Accusations Fly as Nairobi’s Largest Adventist Church Remains Closed
20 August 2019 | Nairobi Central SDA Church remains the scene of much commotion even with its doors currently shut.
The Standard Digital reported that on Saturday evening, August 10, Nairobi Regional Commissioner Flora Mworoa ordered the shuttering of the building.
“The church will only be re-opened for fellowship after the wrangling factions resolve their differences,” Ms Mworoa told members of the press that gathered at her Nyayo House offices.
Denominational leadership in the country has attempted to gain permission to reopen the church, saying that the decision to close was unduly influenced by the faction of the church that has been battling current leadership.
“We are concerned that the police action was skewed towards the aggressors. A person’s right of worship cannot be abridged by the threats of other parties,” said Central Kenya Conference president Pastor John Ngunyi Kiragu on August 12.
“There was neither a court order nor a legal notice barring members from worshiping at the designated venue. Although we complied, the church takes exception to this unlawful act by State agencies who ordinarily are supposed to be the stewards and custodians of the law,” he said, according to the Standard Digital.
“We want to categorically state that we do not have any leadership dispute among members. The purported dispute was with a third party, the Nairobi Cosmopolitan Conference Ltd (NCC), members, who had until the 3rd of this month been doubling as members of the Nairobi Central SDA Church and NCC,” Kiragu told the press.
“The church is deeply concerned with the suspicious access to State security machinery by the aggressors, which they use to curtail freedom of worship.
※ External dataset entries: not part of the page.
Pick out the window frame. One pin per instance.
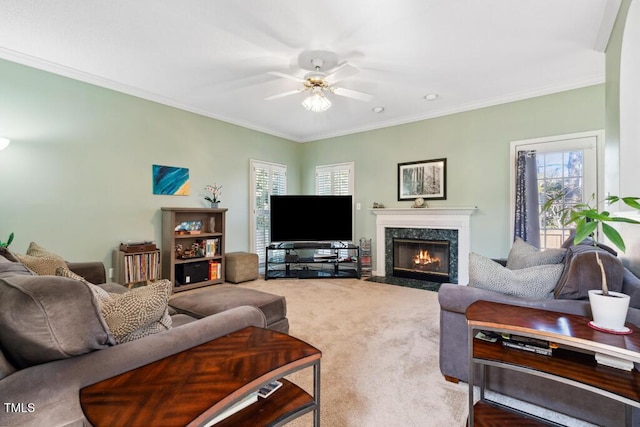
(253, 164)
(556, 143)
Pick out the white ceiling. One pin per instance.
(213, 56)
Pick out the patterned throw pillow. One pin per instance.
(139, 312)
(41, 261)
(134, 314)
(524, 255)
(533, 282)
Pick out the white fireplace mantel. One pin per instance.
(442, 218)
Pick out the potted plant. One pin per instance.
(609, 309)
(216, 192)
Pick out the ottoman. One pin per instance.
(240, 267)
(218, 298)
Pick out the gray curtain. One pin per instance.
(527, 222)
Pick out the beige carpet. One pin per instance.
(379, 348)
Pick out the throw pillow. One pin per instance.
(40, 260)
(6, 253)
(582, 273)
(140, 312)
(533, 282)
(48, 318)
(101, 295)
(134, 314)
(524, 255)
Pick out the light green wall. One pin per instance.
(476, 146)
(77, 175)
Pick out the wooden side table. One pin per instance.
(572, 363)
(192, 387)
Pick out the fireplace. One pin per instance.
(421, 259)
(451, 224)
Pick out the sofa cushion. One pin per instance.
(40, 260)
(535, 282)
(49, 318)
(10, 268)
(524, 255)
(582, 273)
(133, 314)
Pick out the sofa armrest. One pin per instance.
(93, 271)
(457, 298)
(53, 387)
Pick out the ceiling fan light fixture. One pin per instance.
(316, 102)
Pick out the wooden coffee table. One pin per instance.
(193, 386)
(573, 363)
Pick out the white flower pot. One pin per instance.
(609, 312)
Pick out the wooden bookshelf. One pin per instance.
(187, 273)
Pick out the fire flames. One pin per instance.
(423, 258)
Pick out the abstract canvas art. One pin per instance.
(170, 180)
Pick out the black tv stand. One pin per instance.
(294, 261)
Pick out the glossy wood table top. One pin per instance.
(191, 386)
(562, 328)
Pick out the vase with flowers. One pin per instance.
(216, 191)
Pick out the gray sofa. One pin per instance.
(48, 393)
(582, 404)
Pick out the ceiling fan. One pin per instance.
(319, 83)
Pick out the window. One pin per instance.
(266, 179)
(564, 165)
(334, 179)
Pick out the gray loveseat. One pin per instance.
(47, 394)
(582, 404)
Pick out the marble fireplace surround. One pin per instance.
(458, 219)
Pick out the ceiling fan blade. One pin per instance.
(283, 94)
(354, 94)
(286, 76)
(342, 72)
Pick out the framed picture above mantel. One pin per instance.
(424, 178)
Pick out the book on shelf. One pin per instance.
(215, 270)
(140, 267)
(246, 401)
(209, 247)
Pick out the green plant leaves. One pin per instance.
(613, 235)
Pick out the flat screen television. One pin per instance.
(311, 218)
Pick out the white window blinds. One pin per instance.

We will seek appropriate intervention to ensure our religious liberties are respected and protected,” he said.
Both regular police and members of Kenya’s elite law enforcement Flying Squad were called to intervene as tensions boiled over at Nairobi Central SDA Church on Saturday, August 3. Just weeks earlier the senior pastor of the congregation had been roughed up on stage by people unhappy with his leadership.
One major source of the tension was a dispute over a 2015 election in which heads of the Central Kenya Conference of the denomination were chosen. Some felt that the election process was manipulated.
In the wake of the election, a rival to the Central Kenya Conference, called the Nairobi Cosmopolitan Conference, was formed.
Law enforcement interrupted the August 3 Saturday morning service and hundreds of worshipers were dispersed before the scripture reading portion of the service which precedes the sermon.
The Daily Nation described an “angry mob” that disrupted a public process of disfellowshipping certain members. Disfellowshipped individuals are stripped of their church membership.
There was strong disagreement with the decision to disfellowship members, as some argued that due process had not been followed.
After the disruption, a Central Kenya Conference executive called the service to a close.
“There were no arrests because all those things happened within the church building. The police were also careful. There was no serious fracas, only serious disruption,” said Sammy Masara, a retired media executive who strongly supported the Nairobi Cosmopolitan Conference.
The senior pastor of the congregation was roughed up on Saturday, July 20, as tensions between rival groups turned physically violent on the stage of the church.
Pastor Jean Pierre Maywa was physically assaulted and video shows members of the congregation rushing to his aid. Bottles were allegedly hurled inside the church during the incident.
The pastor had previously been accused of polarizing his congregation along ethnic lines.
There are about a million Adventist members in Kenya.